Daria looked down at her, shaking her head in mock pity. "He felt so guilty. He swore he would spend his life making it up to me. Every time he holds my hand, every time he buys me a gift, it's because he thinks I saved his life. And the best part? He thinks you're just a weak, useless burden he has to tolerate."
Tears spilled down Deidre's cheeks. She wasn't crying because she was sad. She was crying because of the sheer, cosmic injustice of it all. She had given her heart-literally-to Danial, and Daria had stolen the credit and used it to destroy her.
Daria reached for a document on the coffee table. She picked it up and threw it at Deidre's face. The sharp edge of the paper sliced across Deidre's cheekbone, drawing a thin line of blood.
Deidre looked down at the document. It was a property transfer agreement. Danial was gifting a sprawling mansion in Beverly Hills to Daria. The note, dated from last month, read: For our five-year anniversary. Thank you for my life.
The rage inside Deidre hit a boiling point. Her heart rate spiked, the organ fluttering wildly in her chest like a bird trapped in a cage. She clutched her shirt, gasping for air, her vision graying at the edges.
Daria watched her struggle, a cruel light in her eyes. "Not yet, Deidre. We're not done."

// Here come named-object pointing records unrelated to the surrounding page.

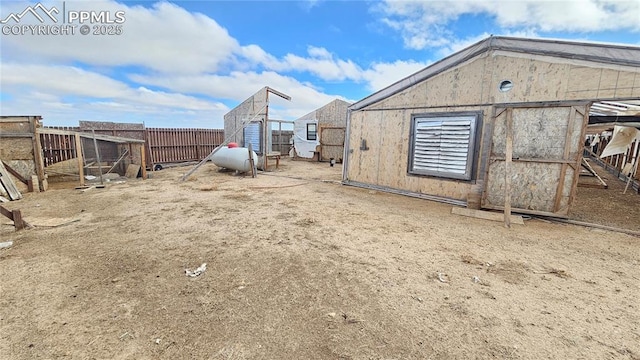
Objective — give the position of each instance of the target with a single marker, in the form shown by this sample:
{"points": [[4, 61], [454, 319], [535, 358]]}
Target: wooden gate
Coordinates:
{"points": [[541, 148], [331, 143]]}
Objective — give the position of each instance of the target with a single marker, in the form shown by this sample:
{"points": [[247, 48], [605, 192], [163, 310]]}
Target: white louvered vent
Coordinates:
{"points": [[442, 146], [252, 136]]}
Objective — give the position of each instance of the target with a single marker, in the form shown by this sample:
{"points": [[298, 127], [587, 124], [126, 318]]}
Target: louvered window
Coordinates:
{"points": [[253, 135], [443, 145]]}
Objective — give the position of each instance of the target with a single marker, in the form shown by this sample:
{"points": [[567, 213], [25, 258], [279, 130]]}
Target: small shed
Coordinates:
{"points": [[319, 135], [249, 124], [503, 120]]}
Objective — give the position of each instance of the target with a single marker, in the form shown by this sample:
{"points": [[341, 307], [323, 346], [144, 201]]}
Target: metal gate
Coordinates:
{"points": [[331, 143], [535, 157]]}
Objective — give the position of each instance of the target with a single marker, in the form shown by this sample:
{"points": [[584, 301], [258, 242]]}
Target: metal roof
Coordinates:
{"points": [[595, 52]]}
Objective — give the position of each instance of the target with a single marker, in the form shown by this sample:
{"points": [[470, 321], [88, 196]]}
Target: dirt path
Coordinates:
{"points": [[300, 267]]}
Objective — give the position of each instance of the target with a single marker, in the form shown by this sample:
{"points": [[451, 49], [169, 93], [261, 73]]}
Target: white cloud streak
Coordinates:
{"points": [[423, 24]]}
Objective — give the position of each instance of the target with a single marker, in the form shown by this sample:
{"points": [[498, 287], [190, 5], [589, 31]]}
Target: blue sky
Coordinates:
{"points": [[187, 63]]}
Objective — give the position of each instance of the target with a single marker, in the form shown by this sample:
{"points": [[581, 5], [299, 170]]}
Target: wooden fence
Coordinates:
{"points": [[57, 148], [162, 145], [615, 163]]}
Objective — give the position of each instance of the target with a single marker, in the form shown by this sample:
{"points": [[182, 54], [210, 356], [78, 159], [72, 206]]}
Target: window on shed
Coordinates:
{"points": [[252, 134], [443, 145], [312, 131]]}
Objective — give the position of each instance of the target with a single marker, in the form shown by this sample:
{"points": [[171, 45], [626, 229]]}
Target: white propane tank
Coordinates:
{"points": [[235, 158]]}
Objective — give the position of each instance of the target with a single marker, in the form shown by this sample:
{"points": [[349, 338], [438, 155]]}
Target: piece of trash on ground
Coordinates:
{"points": [[197, 272], [443, 277]]}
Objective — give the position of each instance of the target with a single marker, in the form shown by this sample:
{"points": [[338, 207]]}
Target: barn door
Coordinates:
{"points": [[546, 154], [331, 143]]}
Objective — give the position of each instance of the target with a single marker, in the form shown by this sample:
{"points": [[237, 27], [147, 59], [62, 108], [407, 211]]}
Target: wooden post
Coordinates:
{"points": [[37, 155], [507, 165], [79, 157], [143, 163], [14, 215], [634, 167], [17, 220], [95, 145]]}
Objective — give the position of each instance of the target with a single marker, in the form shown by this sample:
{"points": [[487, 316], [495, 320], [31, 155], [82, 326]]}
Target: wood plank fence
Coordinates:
{"points": [[162, 145]]}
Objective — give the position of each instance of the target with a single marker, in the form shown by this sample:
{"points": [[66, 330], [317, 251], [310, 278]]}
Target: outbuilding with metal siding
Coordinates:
{"points": [[505, 115]]}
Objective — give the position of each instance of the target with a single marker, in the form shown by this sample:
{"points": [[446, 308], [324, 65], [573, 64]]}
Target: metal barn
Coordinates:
{"points": [[319, 135], [502, 120]]}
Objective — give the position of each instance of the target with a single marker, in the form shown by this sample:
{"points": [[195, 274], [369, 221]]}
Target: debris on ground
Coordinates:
{"points": [[197, 272], [443, 277], [6, 244]]}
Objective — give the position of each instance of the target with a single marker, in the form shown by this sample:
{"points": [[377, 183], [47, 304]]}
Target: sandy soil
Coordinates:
{"points": [[301, 267]]}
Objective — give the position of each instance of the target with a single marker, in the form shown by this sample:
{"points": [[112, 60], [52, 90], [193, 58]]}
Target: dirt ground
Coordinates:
{"points": [[301, 267]]}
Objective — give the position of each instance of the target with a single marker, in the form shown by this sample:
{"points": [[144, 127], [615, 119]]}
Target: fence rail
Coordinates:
{"points": [[181, 145], [162, 145]]}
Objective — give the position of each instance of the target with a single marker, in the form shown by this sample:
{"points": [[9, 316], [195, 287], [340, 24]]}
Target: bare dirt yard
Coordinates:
{"points": [[301, 267]]}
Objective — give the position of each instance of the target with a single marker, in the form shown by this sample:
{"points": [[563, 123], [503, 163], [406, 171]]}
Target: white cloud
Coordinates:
{"points": [[42, 81], [422, 24], [382, 75], [238, 86], [163, 37]]}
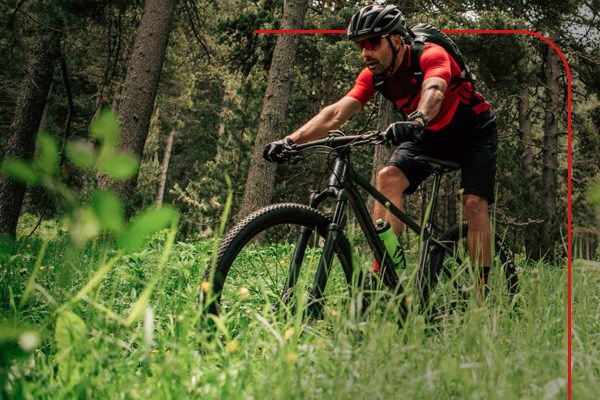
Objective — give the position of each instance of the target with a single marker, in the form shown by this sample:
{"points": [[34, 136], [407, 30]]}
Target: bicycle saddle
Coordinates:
{"points": [[437, 163]]}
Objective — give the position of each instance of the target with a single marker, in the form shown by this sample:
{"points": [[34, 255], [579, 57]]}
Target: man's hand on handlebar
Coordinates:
{"points": [[403, 131], [274, 151]]}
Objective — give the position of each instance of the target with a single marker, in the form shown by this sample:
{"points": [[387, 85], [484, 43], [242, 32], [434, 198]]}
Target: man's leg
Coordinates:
{"points": [[391, 182], [479, 236]]}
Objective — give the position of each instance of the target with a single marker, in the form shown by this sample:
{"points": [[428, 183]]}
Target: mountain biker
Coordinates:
{"points": [[447, 119]]}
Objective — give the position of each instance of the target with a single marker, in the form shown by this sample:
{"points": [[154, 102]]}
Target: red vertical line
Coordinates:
{"points": [[569, 156], [569, 187]]}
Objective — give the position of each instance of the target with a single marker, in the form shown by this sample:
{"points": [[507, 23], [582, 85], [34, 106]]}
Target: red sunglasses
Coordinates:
{"points": [[370, 44]]}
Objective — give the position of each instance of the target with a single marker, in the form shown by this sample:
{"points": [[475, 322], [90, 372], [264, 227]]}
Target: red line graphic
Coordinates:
{"points": [[569, 152]]}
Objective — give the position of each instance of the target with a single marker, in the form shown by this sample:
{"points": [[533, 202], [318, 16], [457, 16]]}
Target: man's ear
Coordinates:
{"points": [[397, 41]]}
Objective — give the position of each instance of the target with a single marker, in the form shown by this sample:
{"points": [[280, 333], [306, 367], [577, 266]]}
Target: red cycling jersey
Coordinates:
{"points": [[461, 102]]}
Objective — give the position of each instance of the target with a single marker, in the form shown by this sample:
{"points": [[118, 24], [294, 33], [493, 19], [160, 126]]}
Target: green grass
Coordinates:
{"points": [[95, 324]]}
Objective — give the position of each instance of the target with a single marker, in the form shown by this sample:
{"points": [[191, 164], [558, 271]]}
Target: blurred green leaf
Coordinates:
{"points": [[108, 210], [81, 153], [145, 224], [47, 158], [120, 166], [106, 128], [21, 171]]}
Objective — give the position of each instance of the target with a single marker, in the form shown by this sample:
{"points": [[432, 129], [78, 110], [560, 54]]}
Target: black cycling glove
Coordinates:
{"points": [[273, 152], [403, 131]]}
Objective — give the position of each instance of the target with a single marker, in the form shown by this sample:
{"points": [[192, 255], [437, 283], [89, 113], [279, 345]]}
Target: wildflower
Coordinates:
{"points": [[232, 346], [29, 341], [289, 333], [291, 357]]}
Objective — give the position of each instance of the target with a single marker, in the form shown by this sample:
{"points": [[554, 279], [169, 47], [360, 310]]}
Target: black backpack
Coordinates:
{"points": [[418, 35]]}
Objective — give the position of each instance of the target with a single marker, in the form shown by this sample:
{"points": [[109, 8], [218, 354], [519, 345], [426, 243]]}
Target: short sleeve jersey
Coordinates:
{"points": [[460, 100]]}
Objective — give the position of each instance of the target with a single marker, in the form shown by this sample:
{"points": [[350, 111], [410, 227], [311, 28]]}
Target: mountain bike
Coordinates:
{"points": [[289, 256]]}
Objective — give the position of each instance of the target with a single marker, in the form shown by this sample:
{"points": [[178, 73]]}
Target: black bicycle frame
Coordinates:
{"points": [[343, 186]]}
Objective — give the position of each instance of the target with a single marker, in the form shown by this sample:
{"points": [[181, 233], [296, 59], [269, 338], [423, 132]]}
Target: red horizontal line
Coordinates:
{"points": [[301, 31]]}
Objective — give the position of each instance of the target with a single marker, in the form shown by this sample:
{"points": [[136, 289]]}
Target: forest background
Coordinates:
{"points": [[189, 81], [198, 94]]}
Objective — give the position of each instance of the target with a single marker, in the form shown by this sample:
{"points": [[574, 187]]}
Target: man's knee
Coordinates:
{"points": [[475, 207], [391, 177]]}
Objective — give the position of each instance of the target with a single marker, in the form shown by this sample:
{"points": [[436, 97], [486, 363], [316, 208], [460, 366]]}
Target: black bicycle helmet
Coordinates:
{"points": [[376, 20]]}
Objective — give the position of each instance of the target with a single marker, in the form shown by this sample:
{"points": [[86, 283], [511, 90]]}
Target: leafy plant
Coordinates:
{"points": [[103, 212]]}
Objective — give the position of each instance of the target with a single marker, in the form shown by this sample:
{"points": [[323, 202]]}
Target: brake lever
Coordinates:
{"points": [[295, 159]]}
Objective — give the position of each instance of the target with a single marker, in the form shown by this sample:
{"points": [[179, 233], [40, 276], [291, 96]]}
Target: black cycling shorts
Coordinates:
{"points": [[476, 153]]}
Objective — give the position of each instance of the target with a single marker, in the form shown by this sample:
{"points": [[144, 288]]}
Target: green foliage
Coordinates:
{"points": [[132, 328], [103, 212]]}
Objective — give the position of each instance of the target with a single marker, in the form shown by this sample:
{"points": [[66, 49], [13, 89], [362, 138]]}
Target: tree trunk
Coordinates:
{"points": [[550, 155], [141, 83], [261, 175], [26, 121], [532, 238], [164, 168]]}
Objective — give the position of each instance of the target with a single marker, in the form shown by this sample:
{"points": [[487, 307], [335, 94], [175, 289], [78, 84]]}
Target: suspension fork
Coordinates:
{"points": [[334, 189], [301, 244]]}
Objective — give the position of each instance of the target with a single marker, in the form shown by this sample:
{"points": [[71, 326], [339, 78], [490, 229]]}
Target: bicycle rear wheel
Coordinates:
{"points": [[253, 271], [449, 282]]}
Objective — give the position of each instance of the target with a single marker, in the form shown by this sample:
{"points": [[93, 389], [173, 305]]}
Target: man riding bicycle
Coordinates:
{"points": [[447, 119]]}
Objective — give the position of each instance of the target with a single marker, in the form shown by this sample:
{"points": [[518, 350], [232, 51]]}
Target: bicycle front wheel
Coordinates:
{"points": [[268, 261], [450, 280]]}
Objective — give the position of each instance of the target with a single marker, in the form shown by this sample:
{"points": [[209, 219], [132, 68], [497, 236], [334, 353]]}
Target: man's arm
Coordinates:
{"points": [[329, 118], [432, 95]]}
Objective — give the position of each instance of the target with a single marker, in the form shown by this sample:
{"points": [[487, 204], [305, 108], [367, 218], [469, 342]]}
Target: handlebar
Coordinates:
{"points": [[336, 139]]}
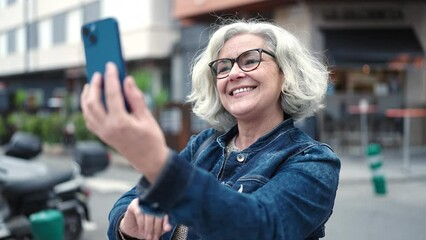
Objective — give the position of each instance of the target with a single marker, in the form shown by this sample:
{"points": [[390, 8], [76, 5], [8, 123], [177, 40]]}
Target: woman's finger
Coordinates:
{"points": [[91, 103], [166, 225], [149, 226], [134, 97], [113, 93], [158, 228]]}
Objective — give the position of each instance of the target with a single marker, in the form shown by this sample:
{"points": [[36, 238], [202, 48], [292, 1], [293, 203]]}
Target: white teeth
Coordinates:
{"points": [[240, 90]]}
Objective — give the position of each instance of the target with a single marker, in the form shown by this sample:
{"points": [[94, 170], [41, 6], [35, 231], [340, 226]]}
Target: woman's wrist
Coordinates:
{"points": [[124, 236]]}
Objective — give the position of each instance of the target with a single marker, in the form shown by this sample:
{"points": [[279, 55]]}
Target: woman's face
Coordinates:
{"points": [[253, 94]]}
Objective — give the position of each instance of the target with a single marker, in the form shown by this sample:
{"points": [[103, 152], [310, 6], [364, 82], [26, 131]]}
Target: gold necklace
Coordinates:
{"points": [[232, 147]]}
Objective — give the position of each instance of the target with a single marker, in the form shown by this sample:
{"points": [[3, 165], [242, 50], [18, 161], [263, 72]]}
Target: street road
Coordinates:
{"points": [[358, 213]]}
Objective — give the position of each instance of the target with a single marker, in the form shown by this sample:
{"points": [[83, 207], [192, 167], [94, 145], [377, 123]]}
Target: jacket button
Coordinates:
{"points": [[240, 158]]}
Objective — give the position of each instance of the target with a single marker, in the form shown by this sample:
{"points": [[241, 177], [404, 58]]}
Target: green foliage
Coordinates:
{"points": [[20, 98], [52, 128], [3, 129], [161, 98], [143, 79], [81, 132]]}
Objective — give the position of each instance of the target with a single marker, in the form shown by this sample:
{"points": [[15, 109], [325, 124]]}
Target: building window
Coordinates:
{"points": [[59, 29], [32, 35], [10, 2], [91, 12], [11, 42]]}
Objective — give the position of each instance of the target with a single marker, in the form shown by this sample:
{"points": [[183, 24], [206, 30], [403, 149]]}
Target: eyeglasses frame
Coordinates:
{"points": [[235, 60]]}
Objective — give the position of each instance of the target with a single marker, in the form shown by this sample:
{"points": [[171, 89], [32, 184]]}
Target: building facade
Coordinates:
{"points": [[41, 49], [375, 51]]}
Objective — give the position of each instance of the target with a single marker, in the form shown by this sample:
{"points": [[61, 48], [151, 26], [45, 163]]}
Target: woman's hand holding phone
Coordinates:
{"points": [[136, 135]]}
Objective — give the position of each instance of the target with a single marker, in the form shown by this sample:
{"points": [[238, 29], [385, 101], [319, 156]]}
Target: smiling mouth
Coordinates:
{"points": [[242, 90]]}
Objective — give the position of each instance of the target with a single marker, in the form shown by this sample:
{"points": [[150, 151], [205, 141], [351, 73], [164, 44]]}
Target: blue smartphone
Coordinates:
{"points": [[101, 41]]}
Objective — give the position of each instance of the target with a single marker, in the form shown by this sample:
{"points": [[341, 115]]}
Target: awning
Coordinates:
{"points": [[376, 47]]}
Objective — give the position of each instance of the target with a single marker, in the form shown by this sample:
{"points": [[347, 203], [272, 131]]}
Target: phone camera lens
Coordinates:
{"points": [[86, 31], [92, 38]]}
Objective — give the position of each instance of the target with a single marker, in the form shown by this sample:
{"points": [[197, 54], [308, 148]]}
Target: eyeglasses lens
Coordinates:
{"points": [[247, 62]]}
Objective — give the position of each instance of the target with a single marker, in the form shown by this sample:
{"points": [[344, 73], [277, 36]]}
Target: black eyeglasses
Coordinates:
{"points": [[246, 61]]}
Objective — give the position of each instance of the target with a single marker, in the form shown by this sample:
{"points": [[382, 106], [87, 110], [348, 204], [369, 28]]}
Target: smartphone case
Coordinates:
{"points": [[102, 44], [101, 40]]}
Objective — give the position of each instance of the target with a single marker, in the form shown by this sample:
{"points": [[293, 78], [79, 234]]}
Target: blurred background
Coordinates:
{"points": [[375, 51]]}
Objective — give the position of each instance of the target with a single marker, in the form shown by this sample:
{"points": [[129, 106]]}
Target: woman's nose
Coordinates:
{"points": [[235, 72]]}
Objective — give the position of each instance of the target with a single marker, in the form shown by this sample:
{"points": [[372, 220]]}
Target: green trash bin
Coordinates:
{"points": [[47, 225]]}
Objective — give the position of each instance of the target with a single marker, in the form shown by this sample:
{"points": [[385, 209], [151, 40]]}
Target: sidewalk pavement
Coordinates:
{"points": [[356, 168]]}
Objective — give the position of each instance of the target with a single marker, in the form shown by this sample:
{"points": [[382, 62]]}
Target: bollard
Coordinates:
{"points": [[374, 155], [47, 225]]}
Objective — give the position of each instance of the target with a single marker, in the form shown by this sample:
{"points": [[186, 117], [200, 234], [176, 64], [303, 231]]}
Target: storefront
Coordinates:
{"points": [[376, 56]]}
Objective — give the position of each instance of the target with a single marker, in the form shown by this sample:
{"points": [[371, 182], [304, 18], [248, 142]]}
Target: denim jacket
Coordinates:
{"points": [[283, 186]]}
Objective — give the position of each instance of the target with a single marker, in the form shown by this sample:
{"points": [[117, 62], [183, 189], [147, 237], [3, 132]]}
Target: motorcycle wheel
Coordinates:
{"points": [[73, 225]]}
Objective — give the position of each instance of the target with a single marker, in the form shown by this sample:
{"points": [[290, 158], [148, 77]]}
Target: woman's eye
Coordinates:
{"points": [[223, 68], [250, 61]]}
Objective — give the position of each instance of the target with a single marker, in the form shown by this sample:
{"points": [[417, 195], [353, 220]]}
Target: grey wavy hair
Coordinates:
{"points": [[305, 77]]}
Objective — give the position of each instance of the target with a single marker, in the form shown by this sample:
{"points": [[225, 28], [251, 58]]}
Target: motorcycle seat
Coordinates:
{"points": [[55, 174]]}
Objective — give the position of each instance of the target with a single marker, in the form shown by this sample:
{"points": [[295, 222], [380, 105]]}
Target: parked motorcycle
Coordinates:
{"points": [[31, 185]]}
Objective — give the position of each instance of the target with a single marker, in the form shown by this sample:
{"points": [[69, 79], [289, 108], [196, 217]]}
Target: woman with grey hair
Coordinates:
{"points": [[253, 175]]}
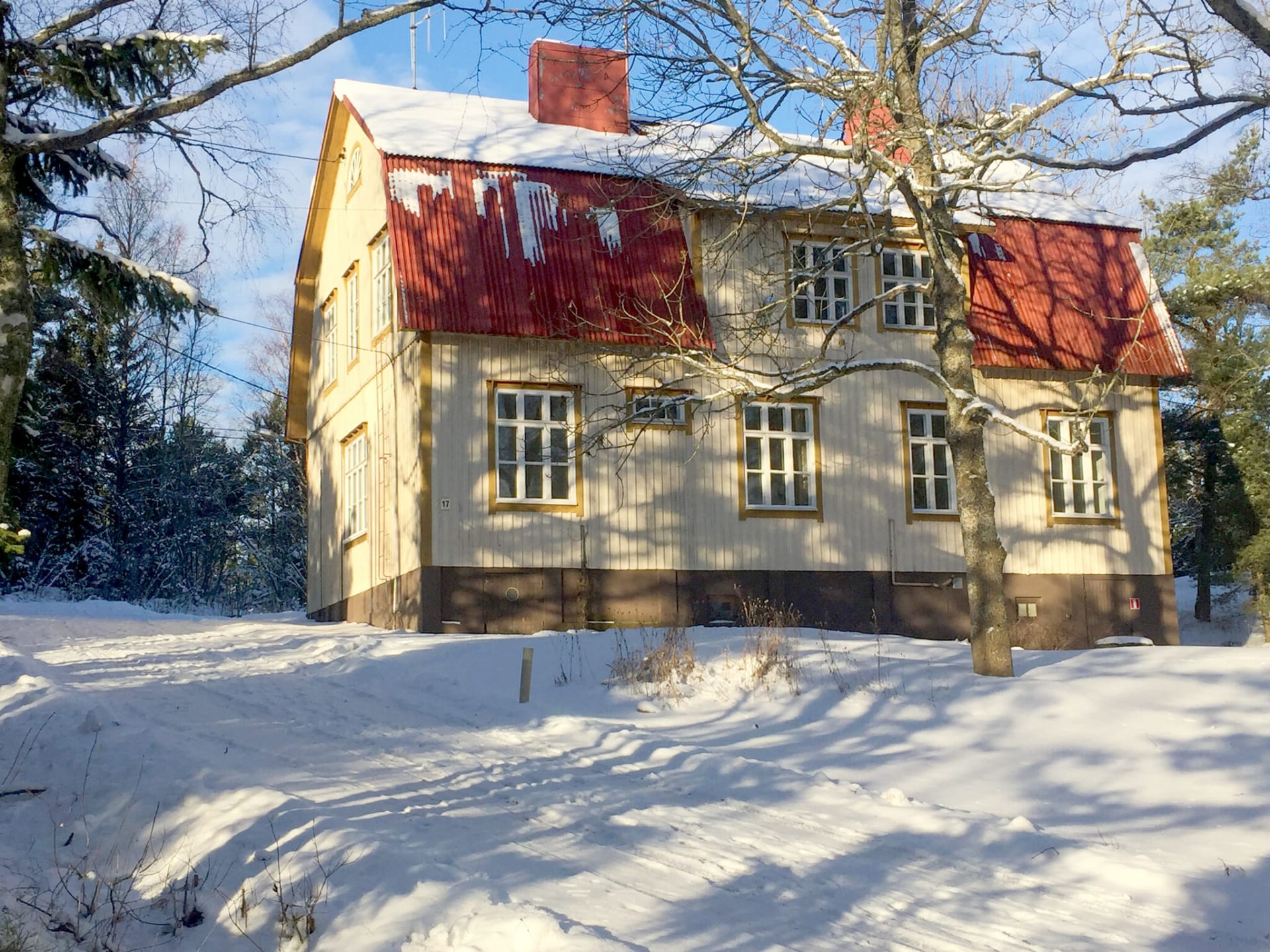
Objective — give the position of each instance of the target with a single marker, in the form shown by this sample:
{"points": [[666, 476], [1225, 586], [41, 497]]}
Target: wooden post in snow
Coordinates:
{"points": [[526, 673]]}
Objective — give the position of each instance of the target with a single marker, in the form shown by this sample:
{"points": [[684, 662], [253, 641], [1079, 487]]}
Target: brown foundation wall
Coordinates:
{"points": [[1072, 611]]}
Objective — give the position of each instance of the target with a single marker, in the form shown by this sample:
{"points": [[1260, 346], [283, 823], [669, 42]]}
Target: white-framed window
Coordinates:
{"points": [[534, 446], [658, 409], [930, 462], [353, 314], [355, 168], [1081, 485], [327, 344], [911, 310], [381, 286], [356, 462], [821, 282], [779, 456]]}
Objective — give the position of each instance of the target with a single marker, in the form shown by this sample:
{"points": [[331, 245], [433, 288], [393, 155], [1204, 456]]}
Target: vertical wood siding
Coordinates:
{"points": [[671, 502]]}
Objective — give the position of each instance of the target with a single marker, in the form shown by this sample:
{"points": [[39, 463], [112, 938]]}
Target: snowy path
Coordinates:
{"points": [[574, 823]]}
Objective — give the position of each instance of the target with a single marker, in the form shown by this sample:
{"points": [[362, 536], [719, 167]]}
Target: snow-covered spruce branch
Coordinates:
{"points": [[143, 113], [73, 19], [171, 285]]}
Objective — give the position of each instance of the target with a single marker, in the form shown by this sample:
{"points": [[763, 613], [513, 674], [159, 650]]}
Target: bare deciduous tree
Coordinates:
{"points": [[77, 78], [917, 118]]}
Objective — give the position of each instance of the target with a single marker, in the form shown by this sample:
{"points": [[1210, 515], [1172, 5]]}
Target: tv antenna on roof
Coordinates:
{"points": [[414, 73]]}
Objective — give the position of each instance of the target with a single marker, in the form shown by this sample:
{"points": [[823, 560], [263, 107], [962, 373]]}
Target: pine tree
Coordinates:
{"points": [[275, 532], [75, 78], [1217, 288]]}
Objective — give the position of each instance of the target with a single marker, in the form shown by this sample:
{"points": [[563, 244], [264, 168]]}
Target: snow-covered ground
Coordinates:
{"points": [[1111, 799], [1234, 622]]}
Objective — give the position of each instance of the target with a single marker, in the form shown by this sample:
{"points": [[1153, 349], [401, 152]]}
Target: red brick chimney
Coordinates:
{"points": [[876, 128], [578, 85]]}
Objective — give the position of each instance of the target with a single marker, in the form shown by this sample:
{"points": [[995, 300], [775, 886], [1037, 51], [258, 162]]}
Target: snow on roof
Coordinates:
{"points": [[465, 127]]}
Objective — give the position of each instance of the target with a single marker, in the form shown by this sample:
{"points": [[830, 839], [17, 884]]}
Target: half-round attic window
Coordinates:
{"points": [[355, 168]]}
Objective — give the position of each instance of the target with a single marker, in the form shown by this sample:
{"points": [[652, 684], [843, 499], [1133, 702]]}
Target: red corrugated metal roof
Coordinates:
{"points": [[1060, 296], [484, 249]]}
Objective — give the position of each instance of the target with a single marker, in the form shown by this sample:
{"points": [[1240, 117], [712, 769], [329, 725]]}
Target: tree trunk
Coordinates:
{"points": [[17, 309], [984, 555], [1206, 550], [954, 344]]}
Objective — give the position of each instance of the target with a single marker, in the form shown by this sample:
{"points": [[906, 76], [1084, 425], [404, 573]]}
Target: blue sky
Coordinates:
{"points": [[291, 110]]}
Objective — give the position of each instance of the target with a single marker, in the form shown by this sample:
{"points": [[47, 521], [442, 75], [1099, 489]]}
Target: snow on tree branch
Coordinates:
{"points": [[142, 114], [121, 280]]}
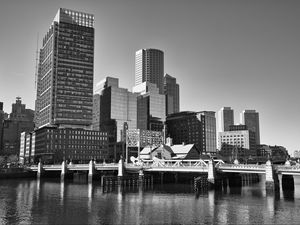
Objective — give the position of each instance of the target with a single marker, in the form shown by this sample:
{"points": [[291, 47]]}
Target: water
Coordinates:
{"points": [[52, 202]]}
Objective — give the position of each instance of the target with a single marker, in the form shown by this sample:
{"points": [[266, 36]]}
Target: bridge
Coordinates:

She snapped her fingers. The bodyguards released Deidre and stepped back. Daria walked to the mantelpiece and picked up a silver-framed photograph.
Deidre's heart stopped. It was the only photo she had of Lily. A tiny, wrinkled newborn with her eyes closed, cradled in Deidre's arms. It was the only proof that her daughter had ever existed.
"Put it down," Deidre snarled. Her voice was barely human. It was the sound of a mother protecting her young.
Daria ran a long fingernail over the glass, right across Lily's face. The scraping sound made Deidre's skin crawl. "Look at this. A dead little thing. She didn't even live long enough to open her eyes. And yet, she gets a fancy grave and a spot on the Ortega family tree. It's so unfair, isn't it?"
Deidre didn't think. She just moved. She shoved the heavy coffee table out of the way, the muscles in her arms tearing with the effort, and lunged at Daria.
Daria sidestepped easily. Deidre missed, crashing into the mantelpiece. She fell to the floor, her elbow landing squarely on a shard of broken glass from the dropped wine glass.
Pain shot up her arm. Blood immediately soaked through her sleeve, dripping onto the white rug. But Deidre didn't feel it. She only had eyes for the photo in Daria's hand.
Daria stood over her, looking down with a triumphant smirk. She had Deidre exactly where she wanted her: broken, bleeding, and desperate.
"You know," Daria said, her tone light and conversational, "you've always blamed God for taking your baby. You've always thought that ectopic pregnancy was just bad luck."
Deidre froze. The blood pounding in her ears seemed to stop. She looked up at Daria, a terrible premonition gripping her soul.
Daria smiled, a wide, terrifying smile. "What if I told you it wasn't bad luck at all? What if I told you that pregnancy was perfectly healthy?"
The words hung in the air, heavy and toxic. Deidre's mind refused to process them. The silence in the room was absolute, broken only by the sound of Deidre's ragged breathing.